Now was it gimmicky? Yeah, sure. There were definitely some gimmicky aspects going on here. We’re not being led by any character related developments. The story is being steered by surprises and twists. A hushed phone call, a shadowy figure trying to get in, a second Alexis, a third Alexis. Usually you can only do that for so long before an audience starts demanding answers. However we like Alexis enough whereby we’re willing to follow her until she achieves her goal. Not to mention Earnheart wisely makes us believe that Alexis has been wronged in some way, that there’s a conspiracy against her. A character who has been wronged usually draws sympathy from the audience and that’s exactly what happens here. We want Alexis to “win,” to defeat the “bad guys,” whoever those bad guys might be.

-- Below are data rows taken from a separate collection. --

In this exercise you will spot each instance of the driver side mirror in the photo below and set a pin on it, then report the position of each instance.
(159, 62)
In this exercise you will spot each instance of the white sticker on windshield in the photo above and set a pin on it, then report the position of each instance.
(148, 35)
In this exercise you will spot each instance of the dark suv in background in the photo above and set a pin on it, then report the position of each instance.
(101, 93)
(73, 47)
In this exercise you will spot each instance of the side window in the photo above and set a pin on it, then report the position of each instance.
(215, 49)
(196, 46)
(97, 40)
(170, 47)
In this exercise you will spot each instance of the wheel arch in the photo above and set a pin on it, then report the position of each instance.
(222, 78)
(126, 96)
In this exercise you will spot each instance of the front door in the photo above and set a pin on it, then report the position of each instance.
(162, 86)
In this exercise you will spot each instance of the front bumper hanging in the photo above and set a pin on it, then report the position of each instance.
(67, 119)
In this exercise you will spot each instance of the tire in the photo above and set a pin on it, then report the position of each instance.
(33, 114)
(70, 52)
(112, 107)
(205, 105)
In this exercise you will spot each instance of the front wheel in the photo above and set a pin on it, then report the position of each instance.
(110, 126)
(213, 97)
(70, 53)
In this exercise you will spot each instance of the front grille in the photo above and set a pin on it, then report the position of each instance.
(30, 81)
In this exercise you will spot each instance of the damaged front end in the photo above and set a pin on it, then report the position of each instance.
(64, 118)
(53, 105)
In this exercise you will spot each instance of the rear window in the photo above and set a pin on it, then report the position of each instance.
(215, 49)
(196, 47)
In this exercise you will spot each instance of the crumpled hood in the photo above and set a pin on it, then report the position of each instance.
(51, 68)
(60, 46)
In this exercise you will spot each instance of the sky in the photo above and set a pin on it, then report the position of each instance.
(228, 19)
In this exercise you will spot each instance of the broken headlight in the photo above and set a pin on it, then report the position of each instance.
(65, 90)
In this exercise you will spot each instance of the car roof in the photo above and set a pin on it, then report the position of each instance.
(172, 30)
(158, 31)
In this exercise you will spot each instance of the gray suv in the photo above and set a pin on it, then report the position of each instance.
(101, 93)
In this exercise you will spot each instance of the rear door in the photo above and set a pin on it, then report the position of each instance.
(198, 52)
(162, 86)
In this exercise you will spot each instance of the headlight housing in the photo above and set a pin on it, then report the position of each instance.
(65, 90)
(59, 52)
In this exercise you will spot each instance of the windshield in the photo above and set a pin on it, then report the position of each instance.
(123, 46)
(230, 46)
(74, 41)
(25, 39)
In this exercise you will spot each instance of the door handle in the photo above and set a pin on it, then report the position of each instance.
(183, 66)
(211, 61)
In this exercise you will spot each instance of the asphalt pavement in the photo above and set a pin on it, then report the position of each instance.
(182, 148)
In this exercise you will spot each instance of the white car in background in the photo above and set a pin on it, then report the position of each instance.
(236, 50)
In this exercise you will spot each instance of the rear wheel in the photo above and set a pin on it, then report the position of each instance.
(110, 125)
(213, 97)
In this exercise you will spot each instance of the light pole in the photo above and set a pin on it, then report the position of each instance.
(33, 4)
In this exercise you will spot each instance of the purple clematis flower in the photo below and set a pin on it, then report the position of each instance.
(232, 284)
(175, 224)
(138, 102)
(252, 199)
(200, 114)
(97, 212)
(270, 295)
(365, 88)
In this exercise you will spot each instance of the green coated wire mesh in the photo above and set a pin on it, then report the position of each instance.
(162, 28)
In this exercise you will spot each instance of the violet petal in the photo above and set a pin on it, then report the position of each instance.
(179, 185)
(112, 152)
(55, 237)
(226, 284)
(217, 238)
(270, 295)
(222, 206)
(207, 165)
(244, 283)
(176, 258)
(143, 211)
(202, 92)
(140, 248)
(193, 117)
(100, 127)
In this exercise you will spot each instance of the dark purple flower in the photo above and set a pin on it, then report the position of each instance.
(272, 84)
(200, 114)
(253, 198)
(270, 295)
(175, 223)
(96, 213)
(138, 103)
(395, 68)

Earnheart also uses a lot of familiar devices to up the tension. We’re trapped on an island. There’s a heavy storm. Our hero’s memory is damaged. There’s a confined clausterphobic element to our protagonist’s plight, and while you can argue that using these tools is cliché, that only matters if they’re used badly. I felt all the elements here were used successfully to maximize the conflict.

However not every deal here is a Black Friday super-sale. There’s some marked up prices that will have their way with your bank account. First, I don’t think it all adds up. In the Spanish sci-fi indie, Timecrimes, we have a similar situation. A man goes back a few hours in a time machine, only to find out that he has to kill other versions of himself. While confusing, at least we understood why things were happening. Here, I never understood why new Alexis’ and Dougs kept showing up.

Was there a time machine I was unaware of? Is her mind creating these time loops? Is this a pseudo dream? Without that ever being explained, I have to admit I felt cheated when it was over. I think there needs to be a foundation for the crazy shit that happens for the crazy shit to resonate. Unless, of course, I missed it. And 360 is trippy enough where I’m not discounting that possibility.

Where this becomes a real problem is in the final act. I read it twice and I’m still not sure what happens. (Spoiler) Most of the script takes place at the house, but in the end, Alexis goes into the city and somehow arrives at a time before any of this started happening. When she runs into yet another Alexis there, my brain almost exploded. It just felt like we’d gone too far off the rails.

I thought the naming for the Alexis’ needed to be improved as well. The Alexis we started with should always have the same name. But Earnheart decides to change his hero’s name (to Alexis #1, Alexis #2 and Alexis #3) as each new Alexis enters the story. It would’ve been much easier to follow if the new Alexis’ were given the numbered names (i.e. the second Alexis that arrives should be named Alexis #2).

There’s also the issue that this story has a lot in common with the aforementioned Timecrimes and the cult favorite, Primer. It’s different enough where it’s its own movie, but those influences may be a little too heavy at times.

Still, if you like movies where the answers aren’t simple, where you have to do a good portion of the work yourself (movies like Timecrimes, Primer, Memento, or Donnie Darko), I feel like you’ll dig this. Earnheart is not at the pro level yet. But I think he can make it there. This is the kind of script that could be developed into something interesting. I’m going to give it a tentative “worth the read.”

Script link: 360

[ ] What the hell did I just read?
[ ] wasn’t for me
[x] worth the read
[ ] impressive
[ ] genius

What I learned: Strip away all the screenwriting terms – the books, the lingo, the gobbledygook. Now pull your script out. Ask yourself this simple question: “Does my script make people want to keep turning the pages?” Be honest with yourself. If not, ask yourself what it is you can add to change that. If interesting things keep happening, we’re going to want to keep reading.